Broadcom KB 316522 is a useful example. The signature mentions NOT_IMPLEMENTED bora/vmkernel/main/world.c:2307, and the KB ties a specific pattern to HPE Gen10, Gen10 Plus, and Gen11 platforms, the HPE iLO native driver, and ESXi 7.x / 8.x remediation guidance. But the important lesson is broader than one crash signature: a PSOD should be treated as an evidence workflow before it becomes a remediation workflow.
Broadcom’s KB identifies the affected hardware families, the vmkernel.log heap alert, and an example NOT_IMPLEMENTED backtrace, while also noting that the example values can vary by environment.
This runbook focuses on how to triage an ESXi PSOD in a VCF or vSphere environment: capture the screen, preserve the core dump, collect support bundles, correlate driver and firmware state, and decide whether the next move is rollback, targeted remediation, hardware isolation, or vendor escalation.
Scenario
You have an ESXi host that has stopped responding. vCenter shows the host as disconnected or not responding.

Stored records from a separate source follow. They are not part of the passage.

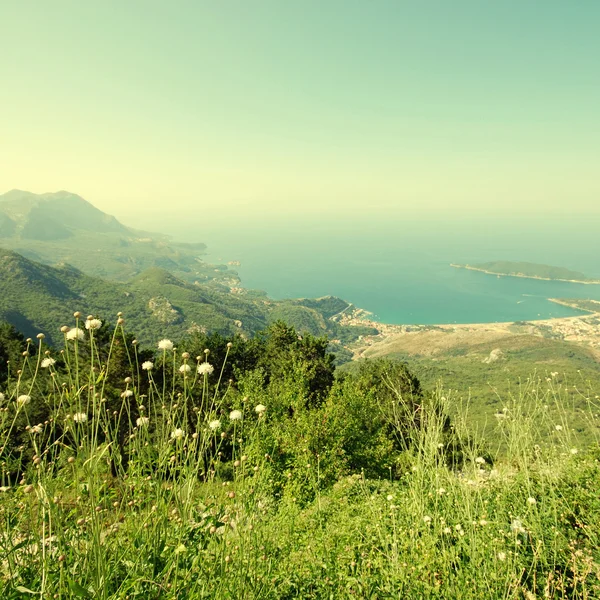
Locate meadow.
[0,313,600,600]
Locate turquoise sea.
[169,214,600,324]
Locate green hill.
[0,190,239,288]
[0,250,372,344]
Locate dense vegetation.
[0,249,376,352]
[460,260,594,281]
[0,312,600,599]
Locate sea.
[151,212,600,324]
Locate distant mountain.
[0,250,372,344]
[0,190,230,289]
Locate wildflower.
[229,410,242,421]
[67,327,85,342]
[158,339,173,350]
[17,394,31,408]
[171,428,185,440]
[510,519,525,533]
[85,319,102,329]
[198,363,215,375]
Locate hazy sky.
[0,0,600,225]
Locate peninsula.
[450,261,600,285]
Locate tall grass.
[0,315,600,599]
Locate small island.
[450,261,600,285]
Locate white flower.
[171,429,185,440]
[158,339,173,350]
[229,410,242,421]
[85,319,102,329]
[17,394,31,407]
[198,363,215,375]
[67,327,85,342]
[510,519,525,533]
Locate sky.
[0,0,600,225]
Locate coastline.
[450,263,600,285]
[340,298,600,360]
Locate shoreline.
[450,263,600,285]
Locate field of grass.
[0,312,600,599]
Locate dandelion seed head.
[158,339,173,350]
[67,327,85,342]
[198,363,215,375]
[17,394,31,407]
[229,410,242,421]
[85,317,102,330]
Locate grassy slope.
[342,335,600,443]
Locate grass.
[0,321,600,599]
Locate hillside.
[0,250,373,350]
[0,190,239,289]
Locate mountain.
[0,250,373,344]
[0,190,232,290]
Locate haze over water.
[146,214,600,324]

Some virtual machines may have restarted through HA, some may still be unavailable, and the out-of-band console shows a purple diagnostic screen.

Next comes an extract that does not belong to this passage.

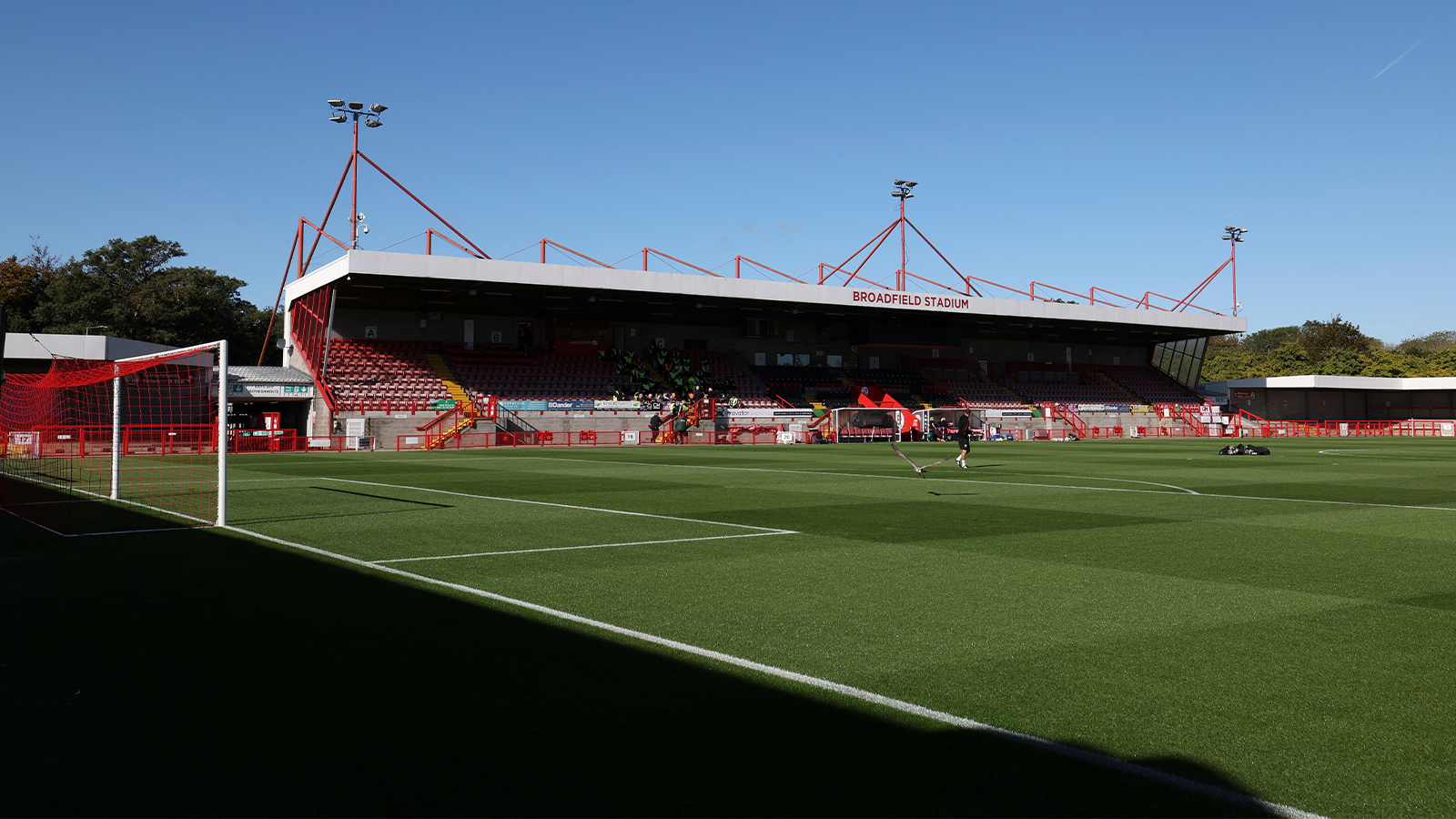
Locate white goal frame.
[111,339,228,526]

The visible error may include a recognizable string such as:
NOT_IMPLEMENTED bora/vmkernel/main/world.c:2307
or a similar ASSERT, Exception, Spin count exceeded, Machine Check Exception, or device-driver-related failure.

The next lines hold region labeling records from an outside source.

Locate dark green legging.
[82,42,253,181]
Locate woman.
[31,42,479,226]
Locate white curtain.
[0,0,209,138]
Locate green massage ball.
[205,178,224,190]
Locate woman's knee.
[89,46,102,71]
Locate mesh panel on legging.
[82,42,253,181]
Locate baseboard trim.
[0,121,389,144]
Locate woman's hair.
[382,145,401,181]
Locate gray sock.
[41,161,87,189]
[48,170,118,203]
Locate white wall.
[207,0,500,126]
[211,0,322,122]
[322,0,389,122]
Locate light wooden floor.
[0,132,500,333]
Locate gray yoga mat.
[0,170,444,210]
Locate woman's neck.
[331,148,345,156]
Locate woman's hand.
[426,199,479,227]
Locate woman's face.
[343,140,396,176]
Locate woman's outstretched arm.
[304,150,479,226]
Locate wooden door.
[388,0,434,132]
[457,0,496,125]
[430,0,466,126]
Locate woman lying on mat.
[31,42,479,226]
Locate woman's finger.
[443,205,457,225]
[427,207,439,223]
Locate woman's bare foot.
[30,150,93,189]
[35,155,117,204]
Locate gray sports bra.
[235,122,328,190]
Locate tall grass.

The goal is not to diagnose the entire VMkernel from the console. The goal is to preserve enough evidence that the next decision is defensible.
Why This Matters Operationally
A PSOD is not a normal service restart. Broadcom describes purple screen errors as severe hardware or software errors that halt the server and prevent it from continuing. Common symptoms include the host being listed as not responding in vCenter, VMs becoming unresponsive, loss of ICMP or SSH access, and the host displaying a purple diagnostic screen on the console.
That distinction matters because the reboot is only one part of recovery. The incident also creates several operational questions:
| Question | Why it matters |
|---|---|
| Did the host successfully write a core dump? | Without it, support may only have logs and a screenshot. |
| Is this a one-off hardware event or a repeatable software signature? | The remediation path is different. |
| Did the crash follow a driver, firmware, ESXi, or vendor add-on change? | Recent lifecycle activity becomes evidence. |
| Is the issue isolated to one host model, one cluster, or one image baseline? | Scope determines whether to isolate, roll forward, roll back, or escalate. |
| Can the host safely return to production? | Returning a repeatedly crashing host can create secondary outages. |
A PSOD is a failure event, but it is also a diagnostic opportunity. Treat it that way.
Symptoms and Risk Signals
During the first pass, do not over-index on a single line of the purple screen. The line number in a signature can vary between ESXi builds, patches, and compiled code paths. Instead, capture a small set of repeatable evidence points.
Look for:
| Evidence | Example | Why it matters |
|---|---|---|
| ESXi version and build | ESXi 7.x / 8.x build number | Determines known issue applicability and patch path. |
| Panic or exception string | NOT_IMPLEMENTED, #PF Exception, MCE, ASSERT | Helps route the issue class. |
| Stack trace pattern | World_DestroyHeap, CpuSched_StartWorld, driver modules | Helps compare recurrence across hosts. |
| Physical CPU / world | Same CPU or same world across crashes | Can suggest hardware affinity or userworld/module pattern. |
| VMK uptime | Host uptime before crash | Useful for recurrence timing. |
| Core dump status | Disk dump successful or failed | Determines whether deep analysis is possible. |
| Recent lifecycle changes | ESXi patch, firmware, driver, vendor add-on | Often the difference between rollback and escalation. |
Broadcom’s purple screen interpretation guidance explains that the stack trace represents what the VMkernel was doing at the time of the error and that the core dump section indicates VMkernel memory being copied to the configured dump location. It also recommends using repeated patterns across error message, stack trace, physical CPU, and world to distinguish likely software patterns from possible hardware patterns.
PSOD Triage Workflow
The workflow below is the operational path I would want a team to follow before making a rollback or patching decision. Notice that remediation does not happen first. Evidence capture does.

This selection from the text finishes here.